Recently, I read an article acknowledging the mistreatment of certain Cubans based on their phenotype or physical appearance, and began to see how work promoting agroecology in Cuba will necessarily result ultimately in ending  such mistreatment by raising the consciousness of islanders to their oneness. (See above.)  Humanity is not fully enlightened. We remain largely unconscious as a species. We have yet to become conscious of, much less live, the reality of the oneness of humanity and all there is, on which agroecology is based.

It is in the  nature of our species to separate itself into groups on the basis of "superficial phenotypical differences" such as "head shape" in some communities, ear lobe differences and skin color etc. for the purpose of distributing the benefits of society. Sigmund Freud, Case Histories II (PFL 9) p. 132 Cubans are no different. Cuban society is largely stratified by such superficial differences and decisions impacting health, wealth, security and all the aspects of life are made on these bases as in all human societies.

All human communities do this. It is a psychological characteristic of our species stemming from the inability of our species to accept ourselves as we are. We cannot accept ourselves as we are, our "impure, complex, less desirable" thoughts, beliefs, and desires, so human beings "project" these "less desireable" thoughts, beliefs and characteristics onto others.

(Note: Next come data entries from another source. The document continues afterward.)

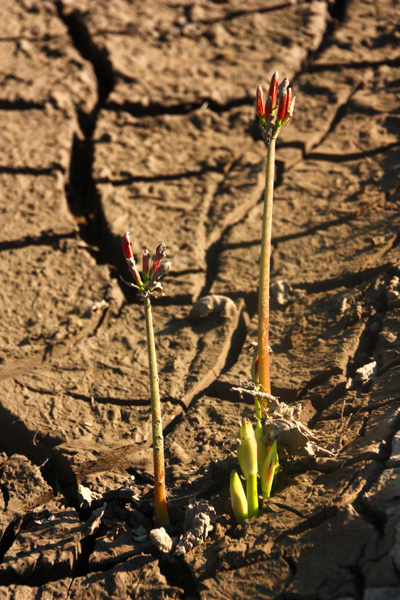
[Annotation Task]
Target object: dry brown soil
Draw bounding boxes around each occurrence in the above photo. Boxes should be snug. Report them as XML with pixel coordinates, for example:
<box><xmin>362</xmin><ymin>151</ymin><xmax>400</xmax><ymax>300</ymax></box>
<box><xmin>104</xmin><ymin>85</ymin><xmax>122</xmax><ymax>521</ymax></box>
<box><xmin>0</xmin><ymin>0</ymin><xmax>400</xmax><ymax>600</ymax></box>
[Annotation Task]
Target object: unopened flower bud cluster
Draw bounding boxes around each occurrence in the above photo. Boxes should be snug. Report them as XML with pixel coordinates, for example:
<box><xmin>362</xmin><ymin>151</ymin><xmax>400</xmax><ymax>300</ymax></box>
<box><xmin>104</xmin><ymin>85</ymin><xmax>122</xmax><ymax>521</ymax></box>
<box><xmin>122</xmin><ymin>231</ymin><xmax>172</xmax><ymax>295</ymax></box>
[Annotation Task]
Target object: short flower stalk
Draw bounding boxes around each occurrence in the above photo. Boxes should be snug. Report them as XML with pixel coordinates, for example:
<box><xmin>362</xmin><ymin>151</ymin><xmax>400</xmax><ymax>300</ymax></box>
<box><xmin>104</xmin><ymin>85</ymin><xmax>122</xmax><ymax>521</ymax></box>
<box><xmin>122</xmin><ymin>232</ymin><xmax>171</xmax><ymax>527</ymax></box>
<box><xmin>231</xmin><ymin>72</ymin><xmax>295</xmax><ymax>522</ymax></box>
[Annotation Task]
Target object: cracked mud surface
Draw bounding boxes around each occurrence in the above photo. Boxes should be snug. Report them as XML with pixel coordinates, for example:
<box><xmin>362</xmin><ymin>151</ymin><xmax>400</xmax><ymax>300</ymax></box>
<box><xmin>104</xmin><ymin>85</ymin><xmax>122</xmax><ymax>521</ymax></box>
<box><xmin>0</xmin><ymin>0</ymin><xmax>400</xmax><ymax>600</ymax></box>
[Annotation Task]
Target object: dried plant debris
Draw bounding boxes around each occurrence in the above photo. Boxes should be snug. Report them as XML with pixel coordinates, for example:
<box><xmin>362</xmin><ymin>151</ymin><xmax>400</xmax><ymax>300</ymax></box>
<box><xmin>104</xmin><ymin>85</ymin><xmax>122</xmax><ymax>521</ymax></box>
<box><xmin>232</xmin><ymin>380</ymin><xmax>335</xmax><ymax>457</ymax></box>
<box><xmin>175</xmin><ymin>500</ymin><xmax>217</xmax><ymax>556</ymax></box>
<box><xmin>190</xmin><ymin>294</ymin><xmax>237</xmax><ymax>320</ymax></box>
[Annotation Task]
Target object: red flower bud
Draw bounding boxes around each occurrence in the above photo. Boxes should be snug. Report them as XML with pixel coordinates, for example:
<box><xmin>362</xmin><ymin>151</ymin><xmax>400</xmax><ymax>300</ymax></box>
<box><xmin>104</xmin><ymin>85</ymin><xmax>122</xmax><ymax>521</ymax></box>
<box><xmin>151</xmin><ymin>262</ymin><xmax>172</xmax><ymax>281</ymax></box>
<box><xmin>126</xmin><ymin>257</ymin><xmax>142</xmax><ymax>287</ymax></box>
<box><xmin>151</xmin><ymin>242</ymin><xmax>166</xmax><ymax>274</ymax></box>
<box><xmin>122</xmin><ymin>231</ymin><xmax>133</xmax><ymax>260</ymax></box>
<box><xmin>265</xmin><ymin>71</ymin><xmax>279</xmax><ymax>112</ymax></box>
<box><xmin>265</xmin><ymin>96</ymin><xmax>272</xmax><ymax>121</ymax></box>
<box><xmin>276</xmin><ymin>92</ymin><xmax>288</xmax><ymax>122</ymax></box>
<box><xmin>257</xmin><ymin>85</ymin><xmax>264</xmax><ymax>117</ymax></box>
<box><xmin>285</xmin><ymin>88</ymin><xmax>293</xmax><ymax>117</ymax></box>
<box><xmin>142</xmin><ymin>250</ymin><xmax>150</xmax><ymax>279</ymax></box>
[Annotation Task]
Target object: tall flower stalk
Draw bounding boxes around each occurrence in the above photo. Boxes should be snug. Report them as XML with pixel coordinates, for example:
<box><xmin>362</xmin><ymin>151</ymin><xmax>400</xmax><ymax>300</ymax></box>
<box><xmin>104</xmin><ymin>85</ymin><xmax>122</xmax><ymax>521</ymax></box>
<box><xmin>257</xmin><ymin>72</ymin><xmax>295</xmax><ymax>408</ymax></box>
<box><xmin>230</xmin><ymin>72</ymin><xmax>295</xmax><ymax>522</ymax></box>
<box><xmin>122</xmin><ymin>231</ymin><xmax>171</xmax><ymax>527</ymax></box>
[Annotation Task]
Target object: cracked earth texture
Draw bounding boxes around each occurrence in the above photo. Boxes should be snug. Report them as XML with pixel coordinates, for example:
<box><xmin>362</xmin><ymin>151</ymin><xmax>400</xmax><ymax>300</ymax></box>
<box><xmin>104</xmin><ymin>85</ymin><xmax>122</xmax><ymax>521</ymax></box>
<box><xmin>0</xmin><ymin>0</ymin><xmax>400</xmax><ymax>600</ymax></box>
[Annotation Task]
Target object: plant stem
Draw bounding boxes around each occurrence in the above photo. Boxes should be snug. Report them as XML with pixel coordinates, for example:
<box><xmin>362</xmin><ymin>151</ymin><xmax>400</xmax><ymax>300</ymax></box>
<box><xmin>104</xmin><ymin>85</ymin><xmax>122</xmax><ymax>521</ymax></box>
<box><xmin>258</xmin><ymin>137</ymin><xmax>276</xmax><ymax>398</ymax></box>
<box><xmin>144</xmin><ymin>294</ymin><xmax>169</xmax><ymax>527</ymax></box>
<box><xmin>246</xmin><ymin>473</ymin><xmax>258</xmax><ymax>519</ymax></box>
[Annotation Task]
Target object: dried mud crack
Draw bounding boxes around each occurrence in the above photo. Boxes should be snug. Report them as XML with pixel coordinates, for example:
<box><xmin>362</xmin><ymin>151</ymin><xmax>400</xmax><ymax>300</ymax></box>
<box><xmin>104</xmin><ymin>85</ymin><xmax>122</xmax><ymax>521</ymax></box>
<box><xmin>0</xmin><ymin>0</ymin><xmax>400</xmax><ymax>600</ymax></box>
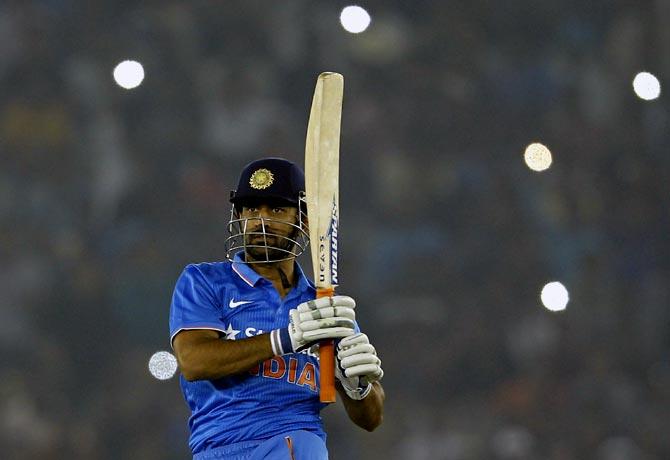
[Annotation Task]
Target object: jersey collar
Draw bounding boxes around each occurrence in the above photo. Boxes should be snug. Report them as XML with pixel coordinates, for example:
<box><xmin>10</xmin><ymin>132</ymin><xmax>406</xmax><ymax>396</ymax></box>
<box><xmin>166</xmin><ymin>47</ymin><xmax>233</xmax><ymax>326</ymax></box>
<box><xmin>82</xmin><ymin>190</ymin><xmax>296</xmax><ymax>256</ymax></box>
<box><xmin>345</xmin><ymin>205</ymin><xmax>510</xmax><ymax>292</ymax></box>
<box><xmin>233</xmin><ymin>251</ymin><xmax>315</xmax><ymax>292</ymax></box>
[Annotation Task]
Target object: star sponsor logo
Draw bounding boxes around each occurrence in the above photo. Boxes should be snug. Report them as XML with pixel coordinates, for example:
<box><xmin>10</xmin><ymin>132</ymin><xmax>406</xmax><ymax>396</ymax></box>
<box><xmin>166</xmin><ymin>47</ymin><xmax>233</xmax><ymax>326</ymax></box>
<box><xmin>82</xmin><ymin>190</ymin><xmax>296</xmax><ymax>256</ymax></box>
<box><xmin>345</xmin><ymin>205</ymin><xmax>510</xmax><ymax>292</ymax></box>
<box><xmin>228</xmin><ymin>299</ymin><xmax>252</xmax><ymax>308</ymax></box>
<box><xmin>223</xmin><ymin>323</ymin><xmax>240</xmax><ymax>340</ymax></box>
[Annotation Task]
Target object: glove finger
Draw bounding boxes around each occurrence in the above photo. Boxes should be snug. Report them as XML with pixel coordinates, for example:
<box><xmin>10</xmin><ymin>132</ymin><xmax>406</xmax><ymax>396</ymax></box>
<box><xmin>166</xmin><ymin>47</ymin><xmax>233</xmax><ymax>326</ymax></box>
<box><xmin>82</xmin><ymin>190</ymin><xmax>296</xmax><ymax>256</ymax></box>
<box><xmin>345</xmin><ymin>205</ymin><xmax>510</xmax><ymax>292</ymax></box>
<box><xmin>300</xmin><ymin>307</ymin><xmax>356</xmax><ymax>321</ymax></box>
<box><xmin>340</xmin><ymin>353</ymin><xmax>381</xmax><ymax>369</ymax></box>
<box><xmin>338</xmin><ymin>332</ymin><xmax>370</xmax><ymax>348</ymax></box>
<box><xmin>298</xmin><ymin>295</ymin><xmax>356</xmax><ymax>312</ymax></box>
<box><xmin>344</xmin><ymin>364</ymin><xmax>382</xmax><ymax>382</ymax></box>
<box><xmin>302</xmin><ymin>327</ymin><xmax>354</xmax><ymax>342</ymax></box>
<box><xmin>337</xmin><ymin>343</ymin><xmax>377</xmax><ymax>359</ymax></box>
<box><xmin>300</xmin><ymin>316</ymin><xmax>355</xmax><ymax>332</ymax></box>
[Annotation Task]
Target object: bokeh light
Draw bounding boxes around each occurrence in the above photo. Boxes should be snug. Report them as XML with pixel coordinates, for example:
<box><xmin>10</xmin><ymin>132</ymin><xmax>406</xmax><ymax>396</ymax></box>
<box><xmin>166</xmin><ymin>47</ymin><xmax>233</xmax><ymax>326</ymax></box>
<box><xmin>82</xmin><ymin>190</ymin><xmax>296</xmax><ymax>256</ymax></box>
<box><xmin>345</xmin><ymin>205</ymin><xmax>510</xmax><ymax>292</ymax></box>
<box><xmin>114</xmin><ymin>60</ymin><xmax>144</xmax><ymax>89</ymax></box>
<box><xmin>523</xmin><ymin>142</ymin><xmax>552</xmax><ymax>172</ymax></box>
<box><xmin>540</xmin><ymin>281</ymin><xmax>570</xmax><ymax>311</ymax></box>
<box><xmin>633</xmin><ymin>72</ymin><xmax>661</xmax><ymax>101</ymax></box>
<box><xmin>340</xmin><ymin>5</ymin><xmax>372</xmax><ymax>34</ymax></box>
<box><xmin>149</xmin><ymin>351</ymin><xmax>177</xmax><ymax>380</ymax></box>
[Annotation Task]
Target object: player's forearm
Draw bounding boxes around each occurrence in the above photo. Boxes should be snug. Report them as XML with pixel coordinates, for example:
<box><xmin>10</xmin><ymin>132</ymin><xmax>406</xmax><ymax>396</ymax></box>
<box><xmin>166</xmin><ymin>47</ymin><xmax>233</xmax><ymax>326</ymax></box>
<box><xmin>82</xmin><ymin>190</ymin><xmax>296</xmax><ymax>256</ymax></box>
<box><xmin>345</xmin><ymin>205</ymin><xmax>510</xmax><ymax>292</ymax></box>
<box><xmin>337</xmin><ymin>382</ymin><xmax>386</xmax><ymax>431</ymax></box>
<box><xmin>178</xmin><ymin>334</ymin><xmax>274</xmax><ymax>381</ymax></box>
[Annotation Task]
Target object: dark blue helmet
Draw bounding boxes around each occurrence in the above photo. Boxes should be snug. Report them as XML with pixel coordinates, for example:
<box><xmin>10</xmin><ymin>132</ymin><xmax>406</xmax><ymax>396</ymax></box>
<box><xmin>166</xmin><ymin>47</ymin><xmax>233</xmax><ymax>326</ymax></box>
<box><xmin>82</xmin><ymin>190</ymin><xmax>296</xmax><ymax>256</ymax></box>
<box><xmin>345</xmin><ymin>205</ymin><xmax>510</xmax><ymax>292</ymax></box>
<box><xmin>230</xmin><ymin>158</ymin><xmax>305</xmax><ymax>209</ymax></box>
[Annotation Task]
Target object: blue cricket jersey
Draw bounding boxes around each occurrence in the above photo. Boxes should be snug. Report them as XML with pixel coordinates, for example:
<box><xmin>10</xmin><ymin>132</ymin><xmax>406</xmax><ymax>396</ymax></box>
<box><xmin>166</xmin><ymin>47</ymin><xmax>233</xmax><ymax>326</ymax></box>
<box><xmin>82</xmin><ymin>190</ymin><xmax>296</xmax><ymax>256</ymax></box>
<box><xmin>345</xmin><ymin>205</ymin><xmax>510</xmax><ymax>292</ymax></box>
<box><xmin>170</xmin><ymin>254</ymin><xmax>326</xmax><ymax>454</ymax></box>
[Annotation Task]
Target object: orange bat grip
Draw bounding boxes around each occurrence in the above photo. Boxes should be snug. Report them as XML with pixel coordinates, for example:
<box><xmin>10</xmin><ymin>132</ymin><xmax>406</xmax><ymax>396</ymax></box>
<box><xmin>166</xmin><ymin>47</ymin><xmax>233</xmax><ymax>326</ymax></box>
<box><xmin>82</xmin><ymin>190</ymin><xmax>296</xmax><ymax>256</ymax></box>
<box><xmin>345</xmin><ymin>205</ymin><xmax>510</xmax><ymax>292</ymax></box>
<box><xmin>316</xmin><ymin>288</ymin><xmax>336</xmax><ymax>403</ymax></box>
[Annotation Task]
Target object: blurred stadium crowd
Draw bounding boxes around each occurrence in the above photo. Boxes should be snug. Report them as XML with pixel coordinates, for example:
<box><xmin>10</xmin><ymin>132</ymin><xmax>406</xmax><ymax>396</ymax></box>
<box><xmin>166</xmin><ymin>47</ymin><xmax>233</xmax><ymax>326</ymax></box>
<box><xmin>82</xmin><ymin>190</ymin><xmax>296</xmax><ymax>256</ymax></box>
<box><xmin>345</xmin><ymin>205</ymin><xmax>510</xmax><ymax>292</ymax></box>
<box><xmin>0</xmin><ymin>0</ymin><xmax>670</xmax><ymax>460</ymax></box>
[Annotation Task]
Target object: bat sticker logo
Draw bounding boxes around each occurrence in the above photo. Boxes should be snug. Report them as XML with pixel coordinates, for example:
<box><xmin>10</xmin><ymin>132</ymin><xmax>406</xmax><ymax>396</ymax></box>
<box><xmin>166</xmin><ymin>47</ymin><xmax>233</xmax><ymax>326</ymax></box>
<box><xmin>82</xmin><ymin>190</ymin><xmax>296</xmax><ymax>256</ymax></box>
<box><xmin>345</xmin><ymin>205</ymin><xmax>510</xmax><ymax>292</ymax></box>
<box><xmin>319</xmin><ymin>197</ymin><xmax>339</xmax><ymax>285</ymax></box>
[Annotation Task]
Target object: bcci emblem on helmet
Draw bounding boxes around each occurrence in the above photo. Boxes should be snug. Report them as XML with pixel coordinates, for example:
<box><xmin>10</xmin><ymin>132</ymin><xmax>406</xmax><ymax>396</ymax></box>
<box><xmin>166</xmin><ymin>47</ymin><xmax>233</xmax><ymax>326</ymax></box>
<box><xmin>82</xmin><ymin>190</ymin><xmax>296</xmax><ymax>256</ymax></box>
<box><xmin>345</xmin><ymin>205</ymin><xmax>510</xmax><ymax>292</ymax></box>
<box><xmin>249</xmin><ymin>168</ymin><xmax>275</xmax><ymax>190</ymax></box>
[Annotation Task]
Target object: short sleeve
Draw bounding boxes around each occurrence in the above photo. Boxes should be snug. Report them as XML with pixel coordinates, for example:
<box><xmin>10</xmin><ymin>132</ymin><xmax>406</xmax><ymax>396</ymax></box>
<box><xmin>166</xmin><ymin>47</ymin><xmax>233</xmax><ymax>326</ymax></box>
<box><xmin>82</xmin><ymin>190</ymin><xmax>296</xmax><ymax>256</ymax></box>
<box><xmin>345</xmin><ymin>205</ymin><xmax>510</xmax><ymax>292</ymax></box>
<box><xmin>170</xmin><ymin>265</ymin><xmax>224</xmax><ymax>343</ymax></box>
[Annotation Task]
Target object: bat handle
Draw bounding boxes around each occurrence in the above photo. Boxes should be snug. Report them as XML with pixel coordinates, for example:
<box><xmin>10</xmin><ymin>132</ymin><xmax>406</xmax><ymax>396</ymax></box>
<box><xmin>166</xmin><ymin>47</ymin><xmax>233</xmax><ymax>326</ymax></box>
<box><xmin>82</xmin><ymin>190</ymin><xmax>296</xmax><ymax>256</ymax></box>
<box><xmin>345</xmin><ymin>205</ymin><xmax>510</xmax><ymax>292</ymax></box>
<box><xmin>316</xmin><ymin>288</ymin><xmax>336</xmax><ymax>403</ymax></box>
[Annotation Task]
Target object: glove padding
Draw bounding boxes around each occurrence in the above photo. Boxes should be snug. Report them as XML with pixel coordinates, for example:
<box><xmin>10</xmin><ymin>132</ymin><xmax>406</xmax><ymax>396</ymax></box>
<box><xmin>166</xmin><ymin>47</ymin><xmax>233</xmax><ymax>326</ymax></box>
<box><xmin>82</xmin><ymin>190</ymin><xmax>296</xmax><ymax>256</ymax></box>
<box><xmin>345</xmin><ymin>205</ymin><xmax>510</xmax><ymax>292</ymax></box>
<box><xmin>270</xmin><ymin>295</ymin><xmax>356</xmax><ymax>356</ymax></box>
<box><xmin>335</xmin><ymin>332</ymin><xmax>384</xmax><ymax>400</ymax></box>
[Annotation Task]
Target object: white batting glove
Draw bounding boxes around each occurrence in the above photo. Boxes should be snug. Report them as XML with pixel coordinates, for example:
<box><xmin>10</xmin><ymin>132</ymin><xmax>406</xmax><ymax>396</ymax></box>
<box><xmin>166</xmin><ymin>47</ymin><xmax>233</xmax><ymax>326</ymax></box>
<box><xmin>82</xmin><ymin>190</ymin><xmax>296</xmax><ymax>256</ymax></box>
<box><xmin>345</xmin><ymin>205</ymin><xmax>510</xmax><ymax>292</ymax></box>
<box><xmin>270</xmin><ymin>295</ymin><xmax>356</xmax><ymax>356</ymax></box>
<box><xmin>335</xmin><ymin>332</ymin><xmax>384</xmax><ymax>400</ymax></box>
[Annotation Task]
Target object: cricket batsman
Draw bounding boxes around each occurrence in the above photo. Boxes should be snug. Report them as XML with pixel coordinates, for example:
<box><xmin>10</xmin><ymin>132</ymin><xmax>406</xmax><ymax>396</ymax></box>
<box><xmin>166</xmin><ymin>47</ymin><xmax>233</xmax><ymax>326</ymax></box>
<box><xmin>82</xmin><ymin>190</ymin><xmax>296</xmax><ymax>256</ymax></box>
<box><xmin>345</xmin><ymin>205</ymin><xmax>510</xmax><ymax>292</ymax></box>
<box><xmin>170</xmin><ymin>158</ymin><xmax>384</xmax><ymax>460</ymax></box>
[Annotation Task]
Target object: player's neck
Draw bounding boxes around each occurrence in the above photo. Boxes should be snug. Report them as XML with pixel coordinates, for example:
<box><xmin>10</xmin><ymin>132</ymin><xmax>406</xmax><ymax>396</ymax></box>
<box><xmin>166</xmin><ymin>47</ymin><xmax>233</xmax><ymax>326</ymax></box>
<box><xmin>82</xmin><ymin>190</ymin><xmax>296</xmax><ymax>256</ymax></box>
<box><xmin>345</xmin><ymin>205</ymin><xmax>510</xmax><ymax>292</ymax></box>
<box><xmin>250</xmin><ymin>259</ymin><xmax>296</xmax><ymax>298</ymax></box>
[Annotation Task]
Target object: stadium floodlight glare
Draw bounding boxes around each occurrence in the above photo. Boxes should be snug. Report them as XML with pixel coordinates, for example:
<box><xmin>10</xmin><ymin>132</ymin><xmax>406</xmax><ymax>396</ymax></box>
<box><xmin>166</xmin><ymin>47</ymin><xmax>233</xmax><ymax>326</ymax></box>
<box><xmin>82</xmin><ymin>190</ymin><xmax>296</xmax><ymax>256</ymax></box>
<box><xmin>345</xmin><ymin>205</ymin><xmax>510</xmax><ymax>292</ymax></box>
<box><xmin>340</xmin><ymin>5</ymin><xmax>371</xmax><ymax>34</ymax></box>
<box><xmin>540</xmin><ymin>281</ymin><xmax>570</xmax><ymax>311</ymax></box>
<box><xmin>523</xmin><ymin>142</ymin><xmax>552</xmax><ymax>172</ymax></box>
<box><xmin>149</xmin><ymin>351</ymin><xmax>177</xmax><ymax>380</ymax></box>
<box><xmin>114</xmin><ymin>60</ymin><xmax>144</xmax><ymax>89</ymax></box>
<box><xmin>633</xmin><ymin>72</ymin><xmax>661</xmax><ymax>101</ymax></box>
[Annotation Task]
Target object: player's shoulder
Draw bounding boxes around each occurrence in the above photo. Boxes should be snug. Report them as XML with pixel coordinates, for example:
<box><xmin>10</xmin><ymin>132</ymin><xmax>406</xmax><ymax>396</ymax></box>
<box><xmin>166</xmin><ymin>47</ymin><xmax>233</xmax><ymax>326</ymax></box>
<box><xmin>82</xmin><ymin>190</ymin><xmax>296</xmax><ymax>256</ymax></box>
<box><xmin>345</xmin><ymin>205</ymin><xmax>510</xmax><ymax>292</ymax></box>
<box><xmin>184</xmin><ymin>261</ymin><xmax>232</xmax><ymax>280</ymax></box>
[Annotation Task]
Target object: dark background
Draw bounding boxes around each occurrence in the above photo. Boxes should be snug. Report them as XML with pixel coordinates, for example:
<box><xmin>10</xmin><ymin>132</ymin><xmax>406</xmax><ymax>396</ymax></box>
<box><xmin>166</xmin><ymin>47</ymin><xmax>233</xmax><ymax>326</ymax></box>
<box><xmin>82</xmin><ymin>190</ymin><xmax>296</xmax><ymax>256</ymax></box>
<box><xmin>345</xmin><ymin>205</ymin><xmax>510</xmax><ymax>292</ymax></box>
<box><xmin>0</xmin><ymin>0</ymin><xmax>670</xmax><ymax>460</ymax></box>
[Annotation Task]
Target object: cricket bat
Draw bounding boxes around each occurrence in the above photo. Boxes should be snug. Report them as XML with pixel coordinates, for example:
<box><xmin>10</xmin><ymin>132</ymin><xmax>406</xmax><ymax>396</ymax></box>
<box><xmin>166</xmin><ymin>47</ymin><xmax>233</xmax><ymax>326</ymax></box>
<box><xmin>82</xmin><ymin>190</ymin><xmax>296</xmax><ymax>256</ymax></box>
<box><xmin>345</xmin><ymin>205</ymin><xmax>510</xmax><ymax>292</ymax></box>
<box><xmin>305</xmin><ymin>72</ymin><xmax>344</xmax><ymax>402</ymax></box>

Id. This "other" is created by often paying attention to or creating superficial phenotypical differences in humanity itself that have no basis in reality for distinguishing human beings. But rather than accept oneself as one is, our species is so immature, it "creates" an "other" and then projects these traits in itself which it cannot accept onto this "other." It is a complete fabrication, of which humanity is largely unaware, accepts and practices widely, including in Cuba. This is deep unconsciousness and a characteristic of all  human communities and some communities closely related to humans. Id.

The Cuban revolution was largely a socio-economic revolution concurrent with the highest levels of  human consciousness of its time. Its leaders did not have the consciousness to address the need to transform human psychology and evolve human consciousness itself, rather again, the focus was on transforming human socio-economic systems, but not humans themselves. Perhaps some of the work that remains to be done in Cuba and the world is transforming and evolving human beings themselves, consciousness and behavior,  as opposed to simply changing human systems, including the food system.  Perhaps the problems humanity faces are lodged more deeply than in its socio-economic or food systems. Perhaps, the challenges that remain with humanity are lodged in its deepest psychological nature.

A true understanding of agroecology stems from deep human consciousness  of the oneness of all there is, humanity and nature, and that humanity is nature. When humanity becomes conscious enough to accept agroecology, based on the oneness of the all, it will necessarily then have the consciousnesss to practice oneness among itself as well..

To work for agroecology is therefore to work for the oneness of humanity. To work for agroecology is therefore to work to end the deeply unconscious human practice of  seeing itself as less than one and justifying mistreatment of  "the other." Agroecology is the science of oneness and necessarily requires waking up to the oneness of humanity itself as well as the oneness of all there is.